Recensione. Nicholas Terpstra: Ragazze perdute. Sesso e morte nella Firenze del Rinascimento

Saggio storico, giallo o romanzo storico? Leggendo Ragazze perdute. Sesso e morte nella Firenze del Rinascimento di Nicholas Terpstra, questa domanda si affaccia alla mente del lettore. Terpstra è docente di Storia all’Università di Toronto, quindi l’interrogativo non dovrebbe porsi, ma Ragazze perdute è un libro congegnato in modo molto particolare.

La ricerca prende spunto da un avvenimento piuttosto insolito: nella Casa della Pietà, una delle tante Opere Pie esistenti al tempo, fondata nel 1554 per proteggere le giovani dai pericoli della strada e, in primis, dalla possibilità che cadessero nella rete della prostituzione, nei primi 14 anni di vita dell’Istituto su 656 ragazze (e ragazzine, spesso poco più che bambine) soltanto 202 ne uscirono vive. Come mai una mortalità così alta?

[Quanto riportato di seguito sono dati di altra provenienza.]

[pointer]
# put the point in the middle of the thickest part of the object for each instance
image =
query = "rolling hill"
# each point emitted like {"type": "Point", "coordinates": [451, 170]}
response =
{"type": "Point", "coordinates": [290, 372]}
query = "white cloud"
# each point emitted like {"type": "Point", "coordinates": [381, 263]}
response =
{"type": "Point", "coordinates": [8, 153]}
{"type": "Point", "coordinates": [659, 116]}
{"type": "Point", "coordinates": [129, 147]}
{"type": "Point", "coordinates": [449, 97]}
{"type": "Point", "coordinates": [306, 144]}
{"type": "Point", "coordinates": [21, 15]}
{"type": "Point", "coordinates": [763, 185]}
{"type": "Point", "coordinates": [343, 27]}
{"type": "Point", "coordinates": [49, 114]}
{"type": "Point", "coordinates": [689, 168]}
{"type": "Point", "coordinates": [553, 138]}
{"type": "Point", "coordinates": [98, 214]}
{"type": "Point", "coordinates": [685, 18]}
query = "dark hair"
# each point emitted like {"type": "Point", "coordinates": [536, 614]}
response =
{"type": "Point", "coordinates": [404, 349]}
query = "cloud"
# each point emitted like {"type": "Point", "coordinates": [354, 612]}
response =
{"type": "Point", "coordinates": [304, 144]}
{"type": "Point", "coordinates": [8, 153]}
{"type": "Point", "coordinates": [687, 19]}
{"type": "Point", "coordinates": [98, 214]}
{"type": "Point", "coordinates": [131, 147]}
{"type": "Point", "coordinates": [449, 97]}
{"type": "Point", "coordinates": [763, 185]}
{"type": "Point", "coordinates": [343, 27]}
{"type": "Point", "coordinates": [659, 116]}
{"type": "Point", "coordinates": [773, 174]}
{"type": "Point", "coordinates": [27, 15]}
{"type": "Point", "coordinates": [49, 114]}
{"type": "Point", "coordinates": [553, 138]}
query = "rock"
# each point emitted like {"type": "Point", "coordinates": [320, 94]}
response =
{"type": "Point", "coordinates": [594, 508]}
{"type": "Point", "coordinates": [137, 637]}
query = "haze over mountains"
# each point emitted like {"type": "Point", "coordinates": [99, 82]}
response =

La storia, si sa, è piena di misteri e per cercare di risolvere questa strana moria di donzelle l’A. spreme la non molta documentazione disponibile. Terpstra avanza il sospetto che, almeno per quel che riguarda quella più compromettente, sia stata fatta sparire. Perciò le sue fonti sono essenzialmente testamentarie e contabili. Che si siano verificati “tentativi di insabbiamento” (p. 231) o una probabile dispersione, allo storico poco deve importare: la storia si fa sui documenti, quando ci sono; quando mancano ci si può affidare ad altre fonti.

Infatti, per risolvere l’enigma l’A. segue molte piste. Il mistero sembra trovare soluzione grazie al ritrovamento di un Ricettario che si rivela essere una vera e propria miniera di conoscenze mediche del tempo. Il fatto che “nove delle cinquantaquattro sostanze presenti nel Ricettario” (p. 110) fossero erbe utilizzate nelle pratiche abortive induce l’A. a ritenere che, lontano dall’essere un istituto di beneficenza, la Casa della Pietà fosse in realtà un bordello clandestino e che la causa delle morti repentine delle giovani sia da attribuirsi, appunto, alla pericolosa pratica dell’aborto. L’ipotesi è curiosa ma improbabile: saremmo di fronte a uno o più inseminatore/i scatenato/i che mette/ono incinta centinaia di ragazze contemporaneamente, che poi tutte abortiscano per poi morire nel giro di poche settimane. È vero che non poche ragazze della Casa della Pietà uscivano dall’Istituto per trovare lavoro come domestiche e che gli “incidenti” di natura sessuale tra padroni o famigliari e donne prese a servizio erano frequenti, o che non poche domestiche “arrotondavano” i magri guadagni prostituendosi (sulla prostituzione in generale vedi Marzio Barbagli Comprare piacere), ma dal momento che l’A. ritratta quasi immediatamente l’ipotesi del bordello illegale, deve essersi convinto di aver esagerato nelle supposizioni (pp. 127-43).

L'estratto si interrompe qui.